The 100-kernel weight of corn seed is a crucial metric for assessing corn quality, and the current measurement means mostly involve manual counting of kernels followed by weighing on a balance, which is labour-intensive and time-consuming. Aiming to address the problem of low efficiency in measuring the 100-kernel weight of corn seeds, this study proposes a measurement method based on deep learning and machine vision. In this study, high-contrast camera technology was utilised to capture image data of corn seeds. And improvements were made to the feature extraction network of the YOLOv5 model by incorporating the MobileNetV3 network structure. The novel model employs deep separable convolution to decrease parameters and computational load. It incorporates a linear bottleneck and inverted residual structure to enhance efficiency. It introduces an SE attention mechanism for direct learning of channel number features and updates the activation function. Algorithms and experiments were subsequently designed to calculate the 100-grain weight in conjunction with the output of the model. The outcomes revealed that the enhanced model in this study achieved an accuracy of 90.1%, a recall rate of 91.3%, and a mAP (mean average precision) value of 92.2%. While meeting production requirements, this model significantly reduces the number of parameters compared to alternative models—50% of the original model. In an applied study focused on measuring the 100-kernel weight of corn seeds, the counting accuracy yielded a remarkable 97.18%, while the accuracy for weight measurement results reached 94.2%. This study achieves both efficient and precise measurement of the 100-kernel weight of maize seeds, presenting a novel perspective in the exploration of maize seed weight.

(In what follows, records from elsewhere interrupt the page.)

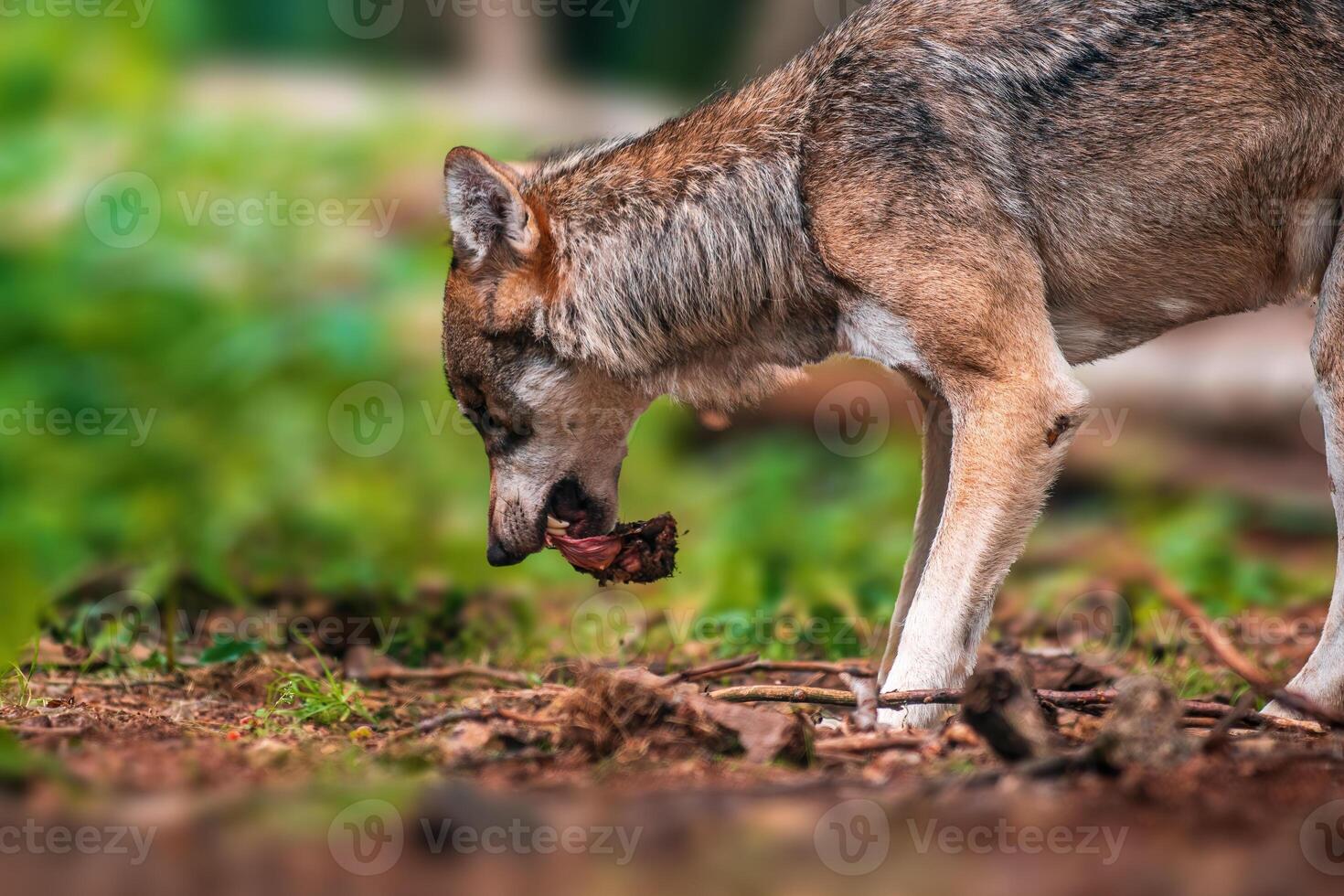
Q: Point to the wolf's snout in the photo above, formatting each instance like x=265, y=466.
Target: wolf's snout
x=574, y=509
x=500, y=557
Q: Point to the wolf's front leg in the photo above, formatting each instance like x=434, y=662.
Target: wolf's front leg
x=1323, y=677
x=1009, y=441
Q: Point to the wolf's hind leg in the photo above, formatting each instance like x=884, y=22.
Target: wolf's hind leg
x=1011, y=435
x=933, y=493
x=1323, y=676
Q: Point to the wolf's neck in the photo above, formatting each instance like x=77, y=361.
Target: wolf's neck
x=686, y=246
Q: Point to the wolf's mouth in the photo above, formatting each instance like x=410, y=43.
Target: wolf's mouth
x=571, y=512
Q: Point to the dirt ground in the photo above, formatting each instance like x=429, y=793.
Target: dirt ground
x=469, y=776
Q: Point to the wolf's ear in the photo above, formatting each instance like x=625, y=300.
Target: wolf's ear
x=485, y=208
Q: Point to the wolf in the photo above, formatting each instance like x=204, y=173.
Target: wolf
x=977, y=194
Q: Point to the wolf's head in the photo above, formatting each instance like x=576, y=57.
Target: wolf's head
x=554, y=427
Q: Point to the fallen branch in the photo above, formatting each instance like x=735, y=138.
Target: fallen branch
x=453, y=716
x=859, y=744
x=746, y=666
x=1003, y=710
x=1226, y=652
x=1078, y=700
x=446, y=673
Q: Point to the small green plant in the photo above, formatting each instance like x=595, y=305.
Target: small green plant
x=300, y=699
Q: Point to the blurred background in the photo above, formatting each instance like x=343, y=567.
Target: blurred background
x=222, y=261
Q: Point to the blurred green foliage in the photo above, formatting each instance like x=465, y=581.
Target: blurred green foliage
x=235, y=341
x=229, y=344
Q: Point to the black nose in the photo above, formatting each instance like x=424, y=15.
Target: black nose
x=499, y=557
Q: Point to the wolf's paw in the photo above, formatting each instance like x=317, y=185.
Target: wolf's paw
x=1280, y=709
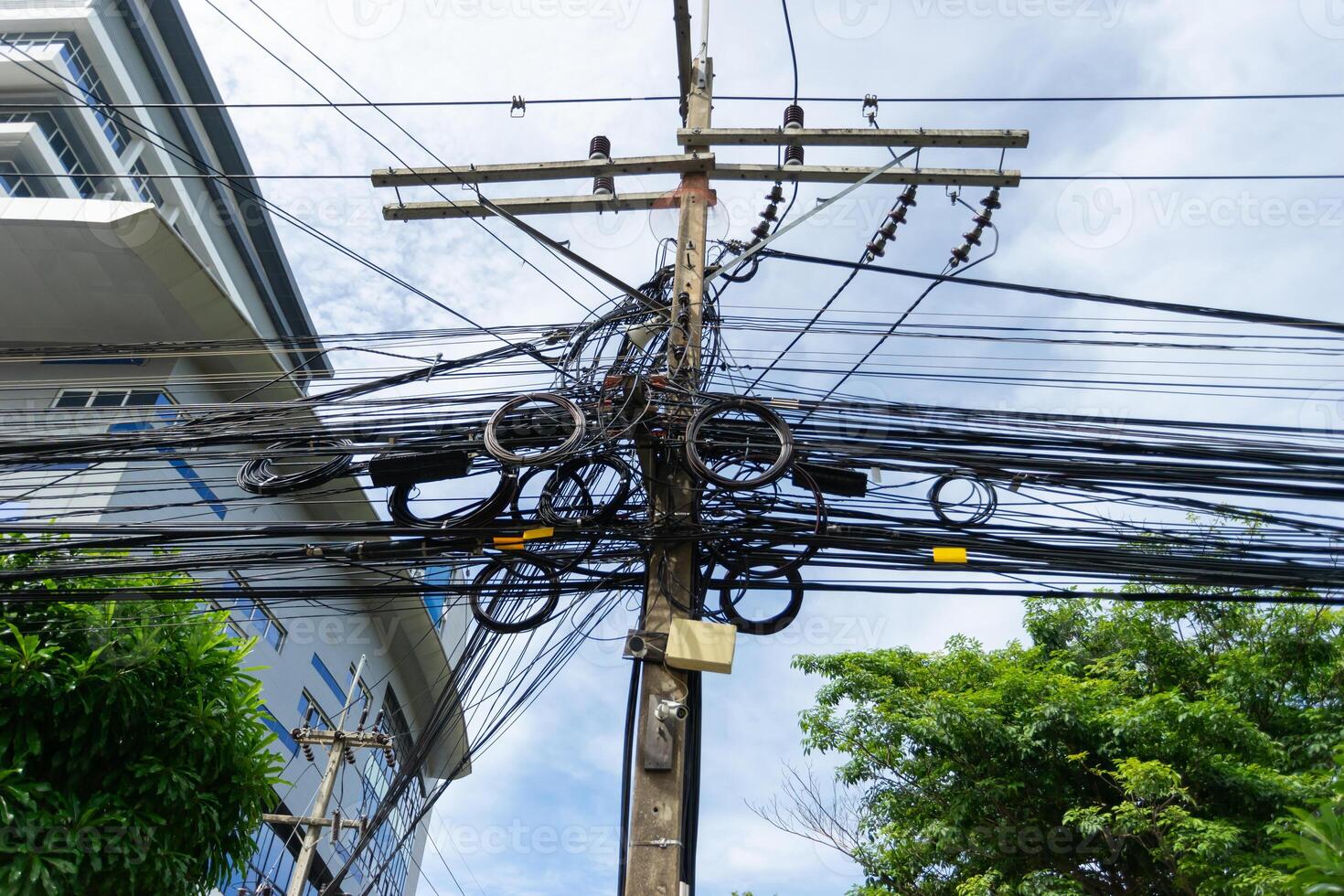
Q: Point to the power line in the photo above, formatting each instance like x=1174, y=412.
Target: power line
x=555, y=101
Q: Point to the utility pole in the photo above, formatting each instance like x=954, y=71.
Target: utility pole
x=655, y=835
x=340, y=744
x=654, y=867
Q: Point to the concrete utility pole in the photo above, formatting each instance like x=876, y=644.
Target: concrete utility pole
x=340, y=744
x=654, y=867
x=655, y=845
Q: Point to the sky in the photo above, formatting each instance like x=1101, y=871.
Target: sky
x=539, y=812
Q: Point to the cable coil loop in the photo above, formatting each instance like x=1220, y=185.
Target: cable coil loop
x=465, y=517
x=486, y=612
x=532, y=432
x=984, y=497
x=257, y=475
x=772, y=624
x=731, y=445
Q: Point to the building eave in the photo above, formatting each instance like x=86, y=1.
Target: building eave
x=254, y=235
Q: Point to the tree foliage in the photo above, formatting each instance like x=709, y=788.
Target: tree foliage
x=1313, y=841
x=1144, y=747
x=133, y=758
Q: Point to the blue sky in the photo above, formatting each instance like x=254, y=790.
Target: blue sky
x=538, y=815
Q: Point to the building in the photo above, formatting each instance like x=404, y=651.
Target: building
x=109, y=235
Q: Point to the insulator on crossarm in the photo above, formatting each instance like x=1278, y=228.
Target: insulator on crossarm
x=794, y=121
x=600, y=149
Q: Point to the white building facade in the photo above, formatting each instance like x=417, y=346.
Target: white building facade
x=109, y=235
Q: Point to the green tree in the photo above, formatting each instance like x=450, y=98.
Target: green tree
x=1147, y=747
x=133, y=756
x=1313, y=840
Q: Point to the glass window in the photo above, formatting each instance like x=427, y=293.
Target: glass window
x=279, y=730
x=366, y=696
x=78, y=69
x=329, y=678
x=145, y=187
x=320, y=716
x=59, y=144
x=73, y=398
x=114, y=398
x=12, y=183
x=257, y=614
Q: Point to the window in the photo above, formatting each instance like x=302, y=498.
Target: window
x=451, y=583
x=377, y=776
x=77, y=68
x=230, y=627
x=279, y=730
x=60, y=145
x=111, y=398
x=145, y=187
x=257, y=614
x=12, y=183
x=320, y=716
x=365, y=698
x=325, y=675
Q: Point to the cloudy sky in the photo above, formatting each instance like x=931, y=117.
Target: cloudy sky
x=538, y=815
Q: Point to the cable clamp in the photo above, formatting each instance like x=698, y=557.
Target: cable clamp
x=661, y=842
x=869, y=108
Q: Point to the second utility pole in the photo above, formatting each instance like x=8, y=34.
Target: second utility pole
x=655, y=837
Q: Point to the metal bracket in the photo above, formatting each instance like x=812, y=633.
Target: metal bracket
x=659, y=739
x=645, y=646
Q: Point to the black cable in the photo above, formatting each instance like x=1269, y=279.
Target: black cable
x=1197, y=311
x=632, y=706
x=794, y=51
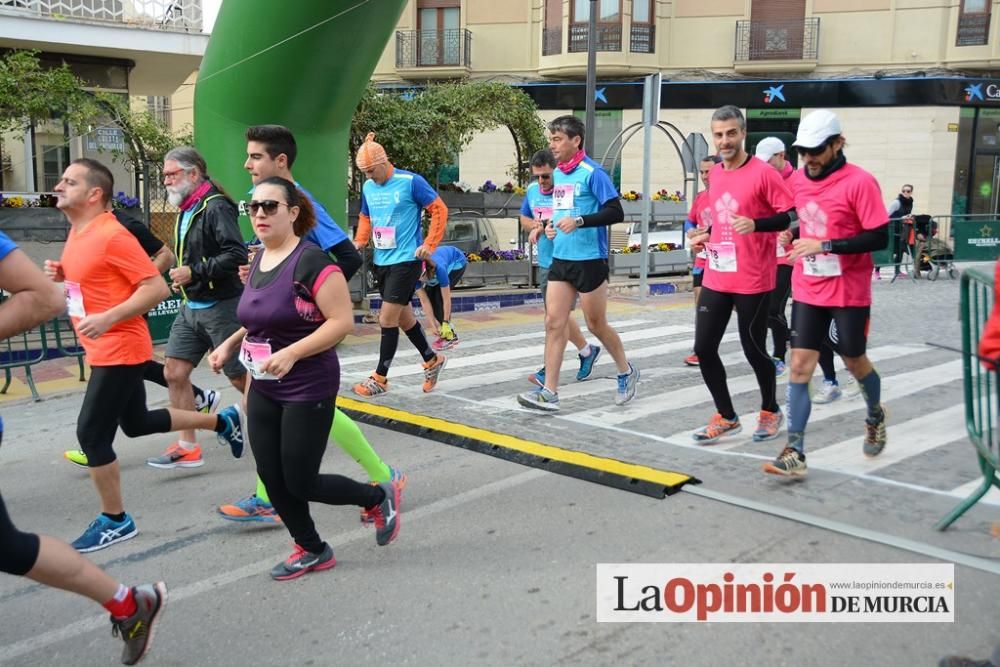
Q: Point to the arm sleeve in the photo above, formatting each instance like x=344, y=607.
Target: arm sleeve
x=346, y=257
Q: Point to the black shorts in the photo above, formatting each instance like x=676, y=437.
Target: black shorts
x=585, y=275
x=844, y=329
x=397, y=283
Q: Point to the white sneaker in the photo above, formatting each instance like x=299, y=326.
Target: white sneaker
x=827, y=393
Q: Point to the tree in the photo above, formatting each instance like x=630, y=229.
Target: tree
x=423, y=130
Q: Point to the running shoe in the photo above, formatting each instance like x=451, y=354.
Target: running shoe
x=875, y=434
x=432, y=369
x=394, y=476
x=628, y=383
x=790, y=463
x=539, y=399
x=103, y=532
x=302, y=561
x=177, y=457
x=374, y=385
x=386, y=513
x=768, y=425
x=250, y=508
x=827, y=393
x=208, y=402
x=232, y=435
x=587, y=363
x=76, y=457
x=717, y=427
x=137, y=630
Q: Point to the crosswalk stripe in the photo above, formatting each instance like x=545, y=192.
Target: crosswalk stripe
x=687, y=397
x=409, y=352
x=534, y=352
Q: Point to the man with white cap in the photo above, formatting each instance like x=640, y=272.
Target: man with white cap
x=841, y=221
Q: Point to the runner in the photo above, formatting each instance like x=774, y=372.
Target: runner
x=842, y=221
x=295, y=309
x=444, y=268
x=750, y=203
x=134, y=611
x=700, y=218
x=271, y=152
x=584, y=203
x=109, y=282
x=391, y=205
x=536, y=215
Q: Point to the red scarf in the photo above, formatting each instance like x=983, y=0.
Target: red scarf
x=567, y=167
x=196, y=196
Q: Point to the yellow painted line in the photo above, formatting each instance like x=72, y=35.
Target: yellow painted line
x=582, y=459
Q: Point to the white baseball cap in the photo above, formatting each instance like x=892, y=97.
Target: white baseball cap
x=816, y=128
x=768, y=147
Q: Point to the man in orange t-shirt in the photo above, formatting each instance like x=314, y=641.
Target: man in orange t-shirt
x=109, y=283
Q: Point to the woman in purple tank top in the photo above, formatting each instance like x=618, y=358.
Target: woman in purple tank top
x=294, y=310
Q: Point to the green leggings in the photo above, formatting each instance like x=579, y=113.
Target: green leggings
x=350, y=438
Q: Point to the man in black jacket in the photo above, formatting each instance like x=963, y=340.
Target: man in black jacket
x=209, y=250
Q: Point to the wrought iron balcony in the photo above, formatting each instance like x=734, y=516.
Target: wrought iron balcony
x=643, y=38
x=433, y=48
x=777, y=40
x=173, y=15
x=609, y=37
x=552, y=41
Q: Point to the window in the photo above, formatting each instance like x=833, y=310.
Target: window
x=439, y=24
x=973, y=23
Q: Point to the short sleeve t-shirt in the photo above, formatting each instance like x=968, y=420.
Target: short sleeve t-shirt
x=755, y=190
x=581, y=192
x=538, y=206
x=840, y=206
x=395, y=210
x=105, y=263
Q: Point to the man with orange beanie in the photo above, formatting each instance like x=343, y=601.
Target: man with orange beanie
x=392, y=203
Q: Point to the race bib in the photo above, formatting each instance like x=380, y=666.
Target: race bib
x=252, y=355
x=562, y=197
x=74, y=299
x=826, y=265
x=722, y=257
x=385, y=238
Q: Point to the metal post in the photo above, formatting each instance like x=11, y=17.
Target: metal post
x=588, y=142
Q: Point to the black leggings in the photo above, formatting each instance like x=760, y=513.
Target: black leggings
x=714, y=311
x=288, y=442
x=776, y=319
x=18, y=551
x=115, y=397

玉米种子的百粒重是评估玉米质量的一个关键指标,目前的测量手段主要是人工数粒,然后在天平上称重,这是一种劳动密集型和耗时的方法。针对玉米种子百粒重测量效率低的问题,本研究提出了一种基于深度学习和机器视觉的测量方法。本研究采用高对比度相机技术对玉米种子进行图像数据采集。并结合MobileNetV3网络结构对YOLOv5模型的特征提取网络进行了改进。该模型采用深度可分离卷积来减少参数和计算量。它采用线性瓶颈和倒立残余结构来提高效率。引入了一种SE关注机制,用于直接学习频道号特征,并更新了激活函数。随后设计算法和实验,结合模型的输出计算100粒重。结果表明,该模型的准确率为90.1%,查全率为91.3%,mAP (mean average precision)值为92.2%。在满足生产要求的同时,与其他型号相比,该型号大大减少了参数数量-原始型号的50%。在一项以玉米种子百粒重测量为重点的应用研究中,计数准确率达到了97.18%,而称重结果的准确率达到了94.2%。本研究实现了玉米种子百粒重的高效、精确测量,为玉米种子重的研究提供了新的视角。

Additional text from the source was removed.